Mieux se protéger, pour mieux soigner ! Face aux multiples enjeux sécuritaires auxquels les structures hospitalières françaises se trouvent actuellement confrontés, l’AP-HP (Assistance publique – Hôpitaux de Paris) a décidé de mettre progressivement en place une nouvelle politique sûreté au sein de ses établissements.
« On n’oublie jamais qu’on est là pour soigner. Et il ne s’agit pas de mettre en place des mesures qui dissuaderaient quiconque d’entrer pour des raisons médicales. Impossible cependant, de concevoir aujourd’hui un hôpital comme un établissement totalement ouvert sur la ville. En cas de crise, il faut qu’il puisse fonctionner de manière fermée. Tout en permettant une gestion stricte des entrées des patients, ainsi que du personnel et du matériel indispensables à leurs soins. Les attentats de 2015 nous l’ont prouvé. Nous devons à la fois fermer les portes de nos établissements pour protéger notre personnel, mais également éviter l’entrée des curieux ou d’éventuelles personnes mal intentionnées. Tout en accueillant les blessés, leurs proches et assurer l’acheminement des poches de sang », explique Arnaud Poupard, conseiller sécurité et défense à l’AP-HP, au cours d’un entretien exclusif accordé à En Toute Sécurité.

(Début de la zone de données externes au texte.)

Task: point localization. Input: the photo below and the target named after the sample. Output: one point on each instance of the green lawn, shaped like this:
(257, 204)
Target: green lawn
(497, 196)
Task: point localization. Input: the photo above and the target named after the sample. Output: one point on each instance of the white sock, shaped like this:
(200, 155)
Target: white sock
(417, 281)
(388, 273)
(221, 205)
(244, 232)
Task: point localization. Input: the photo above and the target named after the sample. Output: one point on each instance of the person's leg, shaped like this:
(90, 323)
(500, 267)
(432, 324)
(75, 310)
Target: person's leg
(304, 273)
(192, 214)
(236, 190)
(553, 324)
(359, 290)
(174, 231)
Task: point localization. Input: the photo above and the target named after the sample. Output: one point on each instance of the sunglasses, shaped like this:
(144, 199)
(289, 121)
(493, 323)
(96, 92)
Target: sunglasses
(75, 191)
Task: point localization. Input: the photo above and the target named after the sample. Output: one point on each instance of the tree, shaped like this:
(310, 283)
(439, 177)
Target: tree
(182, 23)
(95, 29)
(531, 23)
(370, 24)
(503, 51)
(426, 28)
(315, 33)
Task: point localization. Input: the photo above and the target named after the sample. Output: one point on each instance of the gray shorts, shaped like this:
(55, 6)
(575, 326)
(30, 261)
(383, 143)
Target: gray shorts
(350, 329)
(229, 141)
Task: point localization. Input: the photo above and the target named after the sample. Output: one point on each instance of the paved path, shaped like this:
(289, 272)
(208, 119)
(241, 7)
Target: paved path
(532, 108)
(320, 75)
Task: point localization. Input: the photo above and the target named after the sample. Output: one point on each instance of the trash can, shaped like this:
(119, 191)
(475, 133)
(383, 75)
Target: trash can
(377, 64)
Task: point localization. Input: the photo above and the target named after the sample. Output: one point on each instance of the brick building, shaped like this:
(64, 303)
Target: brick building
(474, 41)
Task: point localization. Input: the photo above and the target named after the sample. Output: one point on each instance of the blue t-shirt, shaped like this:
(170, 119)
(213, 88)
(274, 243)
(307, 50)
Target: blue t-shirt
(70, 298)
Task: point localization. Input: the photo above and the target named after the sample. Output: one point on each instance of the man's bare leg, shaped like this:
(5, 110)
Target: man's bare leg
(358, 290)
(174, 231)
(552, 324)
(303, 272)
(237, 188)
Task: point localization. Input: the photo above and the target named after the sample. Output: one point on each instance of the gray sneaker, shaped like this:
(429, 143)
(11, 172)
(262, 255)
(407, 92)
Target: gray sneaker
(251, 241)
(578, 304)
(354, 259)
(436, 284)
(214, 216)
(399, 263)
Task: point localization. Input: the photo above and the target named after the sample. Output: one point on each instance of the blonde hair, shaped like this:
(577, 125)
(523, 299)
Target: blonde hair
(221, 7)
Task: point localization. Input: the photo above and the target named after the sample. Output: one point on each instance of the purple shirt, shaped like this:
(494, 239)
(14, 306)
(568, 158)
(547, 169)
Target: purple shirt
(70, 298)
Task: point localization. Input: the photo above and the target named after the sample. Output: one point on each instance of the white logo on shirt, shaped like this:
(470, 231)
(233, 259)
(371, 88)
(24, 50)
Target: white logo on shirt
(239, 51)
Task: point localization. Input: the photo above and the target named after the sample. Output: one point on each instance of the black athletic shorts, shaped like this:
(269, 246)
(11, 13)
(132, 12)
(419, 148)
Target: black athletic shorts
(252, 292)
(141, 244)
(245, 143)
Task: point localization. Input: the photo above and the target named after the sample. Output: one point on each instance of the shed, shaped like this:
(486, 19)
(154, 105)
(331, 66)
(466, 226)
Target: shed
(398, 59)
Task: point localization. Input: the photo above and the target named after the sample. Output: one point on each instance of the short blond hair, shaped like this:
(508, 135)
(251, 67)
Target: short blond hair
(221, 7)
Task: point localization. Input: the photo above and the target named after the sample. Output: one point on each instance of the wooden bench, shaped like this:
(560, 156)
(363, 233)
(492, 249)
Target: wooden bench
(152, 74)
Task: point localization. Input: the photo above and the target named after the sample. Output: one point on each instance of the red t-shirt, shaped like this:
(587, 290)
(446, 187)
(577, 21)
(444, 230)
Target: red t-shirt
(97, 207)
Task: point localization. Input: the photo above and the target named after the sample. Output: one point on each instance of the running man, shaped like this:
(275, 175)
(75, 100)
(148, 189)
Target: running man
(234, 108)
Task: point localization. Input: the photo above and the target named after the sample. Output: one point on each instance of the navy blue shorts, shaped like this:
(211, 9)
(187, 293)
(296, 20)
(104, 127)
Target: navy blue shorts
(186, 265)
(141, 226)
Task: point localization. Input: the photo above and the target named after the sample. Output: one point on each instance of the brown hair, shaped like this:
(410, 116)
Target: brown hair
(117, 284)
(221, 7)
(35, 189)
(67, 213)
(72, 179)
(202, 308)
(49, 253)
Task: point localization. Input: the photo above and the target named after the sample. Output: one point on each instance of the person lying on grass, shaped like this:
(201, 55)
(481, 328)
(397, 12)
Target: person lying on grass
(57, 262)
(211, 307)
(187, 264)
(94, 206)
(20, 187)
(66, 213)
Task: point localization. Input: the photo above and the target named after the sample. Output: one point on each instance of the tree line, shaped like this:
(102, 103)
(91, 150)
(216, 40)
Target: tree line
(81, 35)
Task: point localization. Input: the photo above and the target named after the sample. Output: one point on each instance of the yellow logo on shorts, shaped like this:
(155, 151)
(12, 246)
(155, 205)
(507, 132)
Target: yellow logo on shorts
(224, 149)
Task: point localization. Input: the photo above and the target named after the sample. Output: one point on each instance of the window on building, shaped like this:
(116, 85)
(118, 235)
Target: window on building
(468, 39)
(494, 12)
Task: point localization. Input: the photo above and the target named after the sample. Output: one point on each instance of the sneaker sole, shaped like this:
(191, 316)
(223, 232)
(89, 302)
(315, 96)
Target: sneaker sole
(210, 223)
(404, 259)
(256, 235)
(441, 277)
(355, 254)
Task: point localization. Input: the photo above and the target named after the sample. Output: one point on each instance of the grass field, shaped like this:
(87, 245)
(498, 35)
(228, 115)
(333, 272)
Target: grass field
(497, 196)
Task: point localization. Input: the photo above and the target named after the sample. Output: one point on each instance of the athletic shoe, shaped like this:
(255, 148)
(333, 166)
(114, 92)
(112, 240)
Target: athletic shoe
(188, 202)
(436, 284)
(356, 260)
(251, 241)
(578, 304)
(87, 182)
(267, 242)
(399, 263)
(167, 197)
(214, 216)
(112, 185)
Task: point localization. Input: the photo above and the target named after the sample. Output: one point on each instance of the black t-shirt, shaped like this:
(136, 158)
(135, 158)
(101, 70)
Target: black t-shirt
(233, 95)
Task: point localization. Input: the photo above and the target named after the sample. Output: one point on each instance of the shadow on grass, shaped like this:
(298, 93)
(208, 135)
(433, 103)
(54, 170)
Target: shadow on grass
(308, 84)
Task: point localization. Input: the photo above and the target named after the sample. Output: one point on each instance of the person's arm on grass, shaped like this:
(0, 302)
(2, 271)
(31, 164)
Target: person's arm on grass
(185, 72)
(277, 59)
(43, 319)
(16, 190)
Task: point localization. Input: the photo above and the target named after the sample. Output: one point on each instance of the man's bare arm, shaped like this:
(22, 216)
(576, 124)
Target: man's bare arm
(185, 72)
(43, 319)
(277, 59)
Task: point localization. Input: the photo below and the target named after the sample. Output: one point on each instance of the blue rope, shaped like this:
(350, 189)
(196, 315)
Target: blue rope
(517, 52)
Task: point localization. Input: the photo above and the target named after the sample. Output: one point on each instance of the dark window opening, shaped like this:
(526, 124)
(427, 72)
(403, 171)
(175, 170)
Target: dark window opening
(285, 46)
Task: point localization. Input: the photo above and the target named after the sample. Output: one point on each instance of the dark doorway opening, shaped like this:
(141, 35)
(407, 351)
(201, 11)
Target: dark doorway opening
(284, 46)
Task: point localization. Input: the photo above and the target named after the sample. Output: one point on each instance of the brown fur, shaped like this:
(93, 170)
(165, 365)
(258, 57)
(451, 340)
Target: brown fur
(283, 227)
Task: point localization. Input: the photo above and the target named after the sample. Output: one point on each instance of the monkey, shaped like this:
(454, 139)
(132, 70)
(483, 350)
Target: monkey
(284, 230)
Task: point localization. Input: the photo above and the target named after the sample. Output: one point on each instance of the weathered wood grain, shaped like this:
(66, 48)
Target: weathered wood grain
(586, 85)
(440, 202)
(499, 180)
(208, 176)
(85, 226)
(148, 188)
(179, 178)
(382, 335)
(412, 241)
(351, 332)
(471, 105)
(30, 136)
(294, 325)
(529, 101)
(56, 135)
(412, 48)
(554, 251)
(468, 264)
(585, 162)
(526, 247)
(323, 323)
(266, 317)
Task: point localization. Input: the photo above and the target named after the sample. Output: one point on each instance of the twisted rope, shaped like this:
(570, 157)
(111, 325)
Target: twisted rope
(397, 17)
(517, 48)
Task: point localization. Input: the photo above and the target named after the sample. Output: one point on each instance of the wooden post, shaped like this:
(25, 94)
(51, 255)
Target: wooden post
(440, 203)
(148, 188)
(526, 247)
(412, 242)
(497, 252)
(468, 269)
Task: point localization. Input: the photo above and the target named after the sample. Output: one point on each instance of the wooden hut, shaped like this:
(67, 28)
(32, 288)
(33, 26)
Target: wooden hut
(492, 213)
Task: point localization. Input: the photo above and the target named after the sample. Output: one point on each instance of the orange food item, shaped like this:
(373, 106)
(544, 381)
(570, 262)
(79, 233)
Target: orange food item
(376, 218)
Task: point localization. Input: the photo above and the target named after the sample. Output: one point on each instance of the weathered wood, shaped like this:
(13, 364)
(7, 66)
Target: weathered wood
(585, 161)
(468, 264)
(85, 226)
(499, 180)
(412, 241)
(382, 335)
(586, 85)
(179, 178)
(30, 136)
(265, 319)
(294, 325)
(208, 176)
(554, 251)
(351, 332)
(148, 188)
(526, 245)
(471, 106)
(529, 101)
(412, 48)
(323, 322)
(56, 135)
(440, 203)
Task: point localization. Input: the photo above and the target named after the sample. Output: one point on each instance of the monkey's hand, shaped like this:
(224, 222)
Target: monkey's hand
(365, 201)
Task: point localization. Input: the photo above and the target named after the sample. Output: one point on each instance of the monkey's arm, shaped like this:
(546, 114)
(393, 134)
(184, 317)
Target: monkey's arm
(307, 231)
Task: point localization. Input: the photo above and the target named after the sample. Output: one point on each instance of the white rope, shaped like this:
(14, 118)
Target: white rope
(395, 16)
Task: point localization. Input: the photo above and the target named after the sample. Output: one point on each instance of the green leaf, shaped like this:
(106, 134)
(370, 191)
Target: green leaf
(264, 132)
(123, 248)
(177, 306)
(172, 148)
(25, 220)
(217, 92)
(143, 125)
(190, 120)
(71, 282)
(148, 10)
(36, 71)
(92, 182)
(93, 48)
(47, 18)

Budget sécurité national de 75 M€ sur trois ans
Pour atteindre cet objectif, l’AP-HP s’appuie notamment sur la circulaire du ministère de la santé de novembre 2016, précisant les mesures à mettre en œuvre par les établissements de santé : 3 axes et 17 mesures. Elle alloue également de nouveaux moyens financiers pour renforcer leur sécurité : 75 M€ sur trois ans pour l’ensemble des hôpitaux français, l’AP-HP représentant environ 10 % de ces établissements. De même, une lettre commune du ministère de l‘Intérieur et celui des Affaires sociales et de la santé, dessine les lignes d’un plan d’action commune et national, afin d’assurer la sécurité des personnes, des biens et des systèmes d’information de ces structures en temps normal. Il existe également un volet pour les situations de crise.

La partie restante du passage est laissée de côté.